09.03.2010

Wilder Ringelreihen der Sterne

Zwei Weiße Zwerge laufen im kleinsten bekannten Doppelsternsystem in nur fünfeinhalb Minuten umeinander.

Zwei Weiße Zwerge laufen im kleinsten bekannten Doppelsternsystem in nur fünfeinhalb Minuten umeinander.

Schneller geht`s kaum: Zwei Sonnen umlaufen einander in nur fünfeinhalb Minuten. Damit ist HM Cancri das Doppelsternsystem mit der kürzesten bekannten Umlaufperiode - und gleichzeitig auch das kleinste. Seine Größe entspricht in etwa einem Viertel der Entfernung zwischen Erde und Mond, also rund 100.000 Kilometern. Herausgefunden hat das ein internationales Forscherteam, dem auch Wissenschaftler aus dem Max-Planck-Institut für extraterrestrische Physik aus Garching angehören.

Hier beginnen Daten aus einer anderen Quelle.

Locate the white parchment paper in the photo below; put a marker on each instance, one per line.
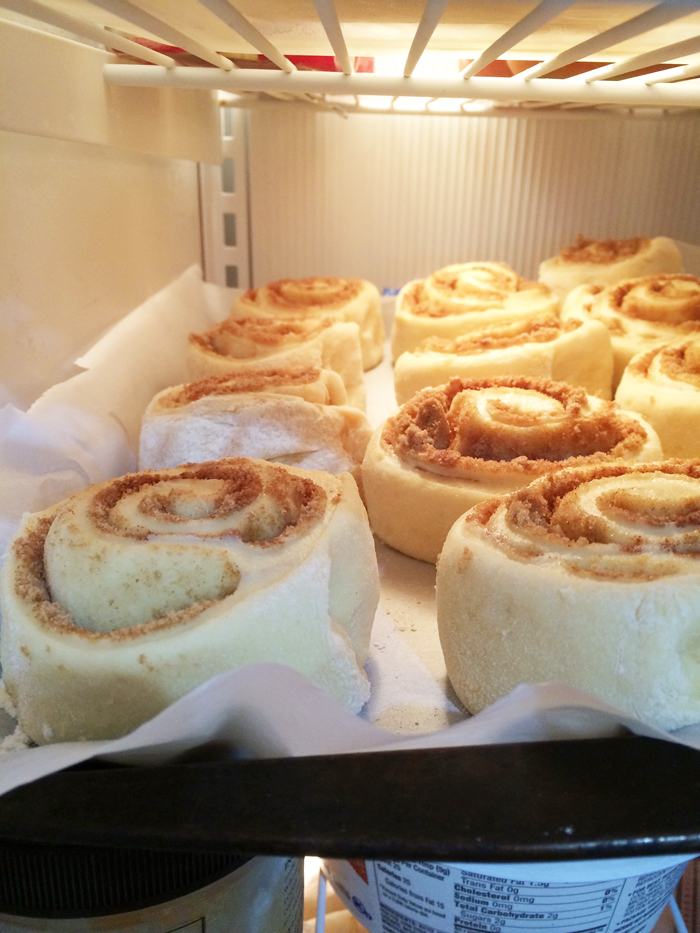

Abb.: In knapp fünfeinhalb Minuten umlaufen sich zwei Weiße Zwerge im Doppelsternsystems HM Cancri. Dieses Bild wurde mit der BinSim-Software erzeugt und stellt die Geometrie des Systems dar. Die Größen sind korrekt, und es gibt einen Massentransfer sowie eine Akkretionsscheibe um den kleineren Stern (links). (Bild: Rob Haynes, Louisiana State University)

Das System HM Cancri bilden zwei sogenannte Weiße Zwerge, ausgebrannte Überreste von durchschnittlichen Sternen. Ein solcher Weißer Zwerg besteht aus hoch verdichtetem Helium, Kohlenstoff und Sauerstoff und ist in etwa halb so massereich wie die Sonne, besitzt allerdings nur die Größe der Erde. Daher würde ein Fingerhut voll Materie auf der Erde soviel wiegen wie ein Pkw. Die beiden Weißen Zwerge in HM Cancri umlaufen sich sehr eng - ihr gegenseitiger Abstand beträgt nicht mehr als acht Erddurchmesser. Aus diesem Grund beeinflussen sie sich gegenseitig so stark, dass Materie vom leichteren zum schwereren Stern fließen kann.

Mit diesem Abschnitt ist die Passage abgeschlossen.